Digital communication is at the epicentre of this critical and historical interaction between politics and automated systems. Political communication professor Andrew Chadwick was the first to coin the term ‘hybrid media system,’ which referred to the multitude of roles performed by social media platforms.[3] According to the hybrid media system theory, platforms such as Twitter, Facebook or Instagram are not just communication tools, but also perform news-media roles during emergencies, as well as political assembly and protest roles during contested events like elections or key events. The algorithmic structure of these platforms, therefore, increasingly impact and shape political messaging, information-seeking, and citizen engagement. In the words of Jose van Dijck, “Social media are inevitably automated systems that engineer and manipulate connections.”[4] In that regard, Facebook is not a passive platform that simply connects friends and relatives. It is a living and breathing political actor that actively harvests personal information from its users and sells it to third parties.[5] Such data can be used for targeted advertisement, micro-profiling, and political behavioral analysis that the world most recently observed during the Cambridge Analytical scandal.[6] Twitter, Amazon, Netflix, and other algorithmic platforms too are structured upon the harvesting and exploitation of similarly vast quantities of granular human data, that are in turn used to profile and catalog behavioral patterns of societies.[7]

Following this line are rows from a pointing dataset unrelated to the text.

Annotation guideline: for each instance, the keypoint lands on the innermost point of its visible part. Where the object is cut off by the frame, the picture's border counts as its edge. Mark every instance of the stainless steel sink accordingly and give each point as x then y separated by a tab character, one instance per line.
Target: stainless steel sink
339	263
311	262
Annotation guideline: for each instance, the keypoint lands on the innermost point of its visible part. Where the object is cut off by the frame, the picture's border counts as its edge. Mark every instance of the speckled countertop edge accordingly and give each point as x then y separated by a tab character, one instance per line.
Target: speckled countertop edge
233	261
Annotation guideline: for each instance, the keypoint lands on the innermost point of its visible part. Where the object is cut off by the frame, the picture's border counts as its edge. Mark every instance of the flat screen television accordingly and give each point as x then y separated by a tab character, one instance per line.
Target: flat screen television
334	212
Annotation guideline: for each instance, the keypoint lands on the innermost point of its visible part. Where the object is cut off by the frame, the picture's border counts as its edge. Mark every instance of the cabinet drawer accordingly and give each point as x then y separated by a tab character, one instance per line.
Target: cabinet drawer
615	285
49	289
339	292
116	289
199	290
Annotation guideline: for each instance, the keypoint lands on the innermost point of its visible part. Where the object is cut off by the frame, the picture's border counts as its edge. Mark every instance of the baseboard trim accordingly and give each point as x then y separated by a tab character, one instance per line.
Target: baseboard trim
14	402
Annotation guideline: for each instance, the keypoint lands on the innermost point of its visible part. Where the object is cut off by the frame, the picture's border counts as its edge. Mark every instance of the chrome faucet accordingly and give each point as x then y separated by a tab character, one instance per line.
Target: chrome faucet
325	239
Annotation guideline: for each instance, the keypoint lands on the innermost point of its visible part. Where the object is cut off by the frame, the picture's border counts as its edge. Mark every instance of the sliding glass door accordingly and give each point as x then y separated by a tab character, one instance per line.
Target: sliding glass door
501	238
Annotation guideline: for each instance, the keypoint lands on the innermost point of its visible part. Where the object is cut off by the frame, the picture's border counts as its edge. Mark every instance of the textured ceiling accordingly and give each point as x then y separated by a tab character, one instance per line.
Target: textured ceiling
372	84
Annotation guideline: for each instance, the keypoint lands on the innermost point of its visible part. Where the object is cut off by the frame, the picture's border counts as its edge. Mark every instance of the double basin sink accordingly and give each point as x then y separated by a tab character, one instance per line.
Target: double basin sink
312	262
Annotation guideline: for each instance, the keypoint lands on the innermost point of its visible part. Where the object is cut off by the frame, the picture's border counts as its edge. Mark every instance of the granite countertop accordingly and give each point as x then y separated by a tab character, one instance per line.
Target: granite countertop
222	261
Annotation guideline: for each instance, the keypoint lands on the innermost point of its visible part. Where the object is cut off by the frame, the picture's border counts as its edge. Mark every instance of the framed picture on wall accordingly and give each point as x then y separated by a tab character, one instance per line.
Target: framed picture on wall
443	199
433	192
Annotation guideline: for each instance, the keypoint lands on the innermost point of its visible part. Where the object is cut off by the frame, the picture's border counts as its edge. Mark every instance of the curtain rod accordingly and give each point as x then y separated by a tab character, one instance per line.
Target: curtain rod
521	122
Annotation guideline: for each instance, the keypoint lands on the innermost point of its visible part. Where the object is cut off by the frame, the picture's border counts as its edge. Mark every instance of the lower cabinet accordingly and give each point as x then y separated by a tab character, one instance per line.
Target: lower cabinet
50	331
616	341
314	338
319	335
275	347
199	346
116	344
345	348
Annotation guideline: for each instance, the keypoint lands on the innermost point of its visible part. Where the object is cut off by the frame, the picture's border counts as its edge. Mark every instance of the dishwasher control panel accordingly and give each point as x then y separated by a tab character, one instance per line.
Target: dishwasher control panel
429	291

Just like media platforms are hybrid, so are data types. ‘Hybrid data’ refers to the multi-purpose nature of human footprint online; namely, how people’s ‘like’s, retweets and check-in decisions can be harvested to be cross-fed into each other to generate a multi-dimensional snapshot of micro and macro-level determinants of social behavior.[8] A user’s personal fitness tracker, check-in location information and Google search histories combined, can yield a very granular set of information from that person’s health, purchasing behavior and political preferences. This personal data hybridity, when cross-matched with people with similar search histories, tastes, and online order patterns creates the information infrastructure of mass surveillance and become the largest ever pool of social monitoring and tracking.[9] Such surveillance is no longer as labor-intensive as it used to be; mass profiling infrastructures too, are largely algorithm-driven. Algorithms, programmers and technology companies that are responsible for developing and maintaining these structures of automation, thus form a new source of power that is partially independent of states as well as international political institutions.[10] As Internet connectivity and social platform membership explode globally, the percentage of the world’s population living under these new forms of automated power relations increase exponentially, rendering the impact of automated politics historic.
Image 1 – Timeline of the evolution of Google Search algorithms (Source: Google)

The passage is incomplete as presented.